Proc IEEE Int Symp Bioinformatics Bioeng. 2010;2010:180-184. doi: 10.1109/BIBE.2010.75.
Protein phosphorylation is a reversible post-translational modification commonly used by cell signaling networks to transmit information about the extracellular environment into intracellular organelles for the regulation of the activity and sorting of proteins within the cell. For this study we reconstructed a literature-based mammalian kinase-substrate network from several online resources. The interactions within this directed graph network connect kinases to their substrates, through specific phosphosites including kinasekinase regulatory interactions. However, the "signs" of links, activation or inhibition of the substrate upon phosphorylation, within this network are mostly unknown. Here we show how we can infer the "signs" indirectly using data from quantitative phosphoproteomics experiments applied to mammalian cells combined with the literature-based kinase-substrate network. Our inference method was able to predict the sign for 321 links and 153 phosphosites on 120 kinases, resulting in signed and directed subnetwork of mammalian kinase-kinase interactions. Such an approach can rapidly advance the reconstruction of cell signaling pathways and networks regulating mammalian cells.

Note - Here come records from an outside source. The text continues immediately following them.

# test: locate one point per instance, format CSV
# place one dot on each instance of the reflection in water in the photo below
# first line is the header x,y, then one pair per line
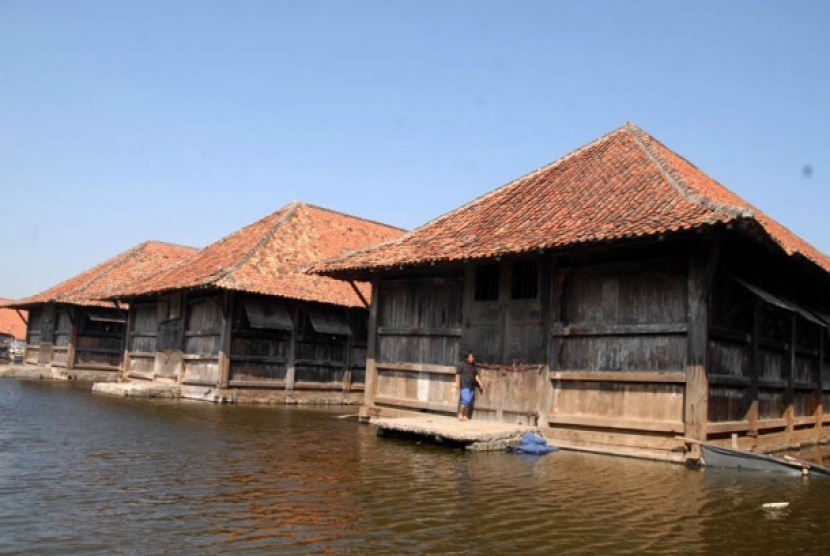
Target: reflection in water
x,y
81,474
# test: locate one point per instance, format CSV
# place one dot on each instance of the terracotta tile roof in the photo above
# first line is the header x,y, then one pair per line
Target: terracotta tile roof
x,y
94,285
11,323
625,184
269,256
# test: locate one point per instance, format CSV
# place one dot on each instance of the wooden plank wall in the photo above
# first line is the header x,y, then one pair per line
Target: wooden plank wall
x,y
171,316
321,359
142,340
766,378
34,339
62,336
259,357
204,322
418,337
619,346
98,345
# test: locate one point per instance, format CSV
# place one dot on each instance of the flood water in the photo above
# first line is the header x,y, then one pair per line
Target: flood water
x,y
84,474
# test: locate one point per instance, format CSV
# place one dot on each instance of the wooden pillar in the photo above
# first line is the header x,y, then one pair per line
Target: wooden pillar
x,y
696,405
350,339
370,386
225,338
467,302
291,356
47,335
75,320
819,412
128,341
789,394
755,369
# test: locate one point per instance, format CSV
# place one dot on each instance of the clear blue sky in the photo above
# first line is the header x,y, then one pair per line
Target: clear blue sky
x,y
182,120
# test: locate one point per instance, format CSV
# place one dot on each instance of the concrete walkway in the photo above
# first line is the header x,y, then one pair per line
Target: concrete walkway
x,y
473,435
137,389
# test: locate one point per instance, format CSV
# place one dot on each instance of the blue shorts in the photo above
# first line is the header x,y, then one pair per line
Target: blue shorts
x,y
467,395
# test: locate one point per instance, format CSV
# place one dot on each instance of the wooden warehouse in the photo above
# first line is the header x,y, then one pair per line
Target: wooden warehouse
x,y
241,321
619,298
73,331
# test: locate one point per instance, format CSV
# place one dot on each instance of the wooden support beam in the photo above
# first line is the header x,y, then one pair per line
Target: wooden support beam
x,y
359,293
24,319
620,330
370,385
291,355
128,335
754,369
819,413
228,299
73,338
416,368
648,377
415,404
669,427
789,394
696,402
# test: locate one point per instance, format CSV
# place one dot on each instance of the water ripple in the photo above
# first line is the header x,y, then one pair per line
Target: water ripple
x,y
80,474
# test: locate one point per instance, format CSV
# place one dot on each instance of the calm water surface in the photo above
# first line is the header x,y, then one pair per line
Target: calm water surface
x,y
84,474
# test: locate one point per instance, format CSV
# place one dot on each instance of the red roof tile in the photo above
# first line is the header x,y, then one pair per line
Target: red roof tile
x,y
269,256
11,322
624,185
94,285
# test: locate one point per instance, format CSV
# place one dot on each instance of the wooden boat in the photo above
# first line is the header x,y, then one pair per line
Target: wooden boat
x,y
719,456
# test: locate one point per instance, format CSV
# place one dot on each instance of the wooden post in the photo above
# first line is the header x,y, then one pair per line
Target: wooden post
x,y
128,342
819,412
697,382
789,395
347,373
371,346
291,356
74,318
544,385
47,335
228,298
755,369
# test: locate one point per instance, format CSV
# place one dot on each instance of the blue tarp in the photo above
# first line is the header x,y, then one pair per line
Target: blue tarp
x,y
532,444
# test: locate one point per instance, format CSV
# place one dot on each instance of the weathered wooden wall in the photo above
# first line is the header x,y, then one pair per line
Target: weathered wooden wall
x,y
73,337
260,351
99,337
617,350
35,334
142,340
766,379
618,353
225,339
418,337
204,323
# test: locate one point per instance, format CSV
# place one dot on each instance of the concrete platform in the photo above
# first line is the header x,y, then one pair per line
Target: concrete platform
x,y
137,389
150,389
472,435
33,372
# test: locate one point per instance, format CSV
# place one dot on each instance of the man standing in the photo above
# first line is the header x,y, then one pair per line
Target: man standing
x,y
466,380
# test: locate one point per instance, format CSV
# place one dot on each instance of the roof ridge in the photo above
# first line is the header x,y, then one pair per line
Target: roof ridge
x,y
486,195
676,179
291,210
170,243
125,257
347,215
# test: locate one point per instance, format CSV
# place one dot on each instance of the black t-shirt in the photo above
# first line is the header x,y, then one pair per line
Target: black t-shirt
x,y
468,373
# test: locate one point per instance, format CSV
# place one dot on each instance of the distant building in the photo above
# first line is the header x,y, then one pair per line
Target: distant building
x,y
12,322
240,320
73,330
619,298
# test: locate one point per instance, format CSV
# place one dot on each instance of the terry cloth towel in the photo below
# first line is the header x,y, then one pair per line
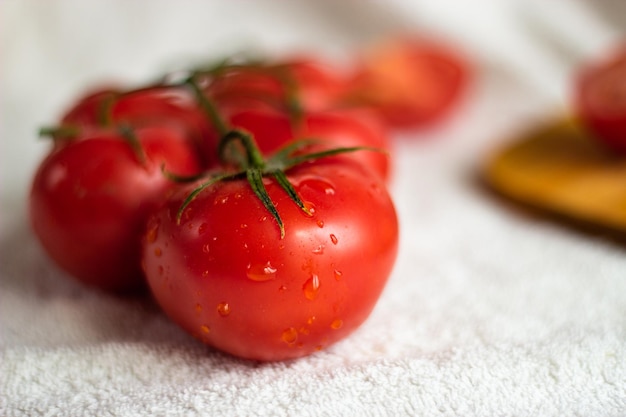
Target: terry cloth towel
x,y
489,311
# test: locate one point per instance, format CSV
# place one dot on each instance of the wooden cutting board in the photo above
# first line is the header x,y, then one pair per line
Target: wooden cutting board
x,y
559,169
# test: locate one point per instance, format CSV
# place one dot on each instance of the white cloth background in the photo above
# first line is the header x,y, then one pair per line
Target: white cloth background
x,y
489,312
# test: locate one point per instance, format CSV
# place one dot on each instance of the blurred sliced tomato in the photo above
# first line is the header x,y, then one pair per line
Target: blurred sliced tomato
x,y
600,98
409,82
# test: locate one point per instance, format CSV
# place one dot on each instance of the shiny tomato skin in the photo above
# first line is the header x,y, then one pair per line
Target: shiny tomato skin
x,y
172,108
600,99
409,82
90,199
334,129
225,275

蛋白质磷酸化是一种可逆的翻译后修饰,细胞信号网络通常利用它将细胞外环境的信息传递到细胞内细胞器,以调节细胞内蛋白质的活性和分选。在本研究中,我们从多个在线资源重建了一个基于文献的哺乳动物激酶-底物网络。这个有向图网络中的相互作用通过特定的磷酸化位点(包括激酶-激酶调节相互作用)将激酶与其底物连接起来。然而,该网络中连接的“符号”,即磷酸化后底物的激活或抑制,大多是未知的。在这里,我们展示了如何结合应用于哺乳动物细胞的定量磷酸蛋白质组学实验数据和基于文献的激酶-底物网络来间接推断“符号”。我们的推断方法能够预测120种激酶上321个连接和153个磷酸化位点的符号,从而形成哺乳动物激酶-激酶相互作用的有符号和有向子网。这种方法可以迅速推进调节哺乳动物细胞的细胞信号通路和网络的重建。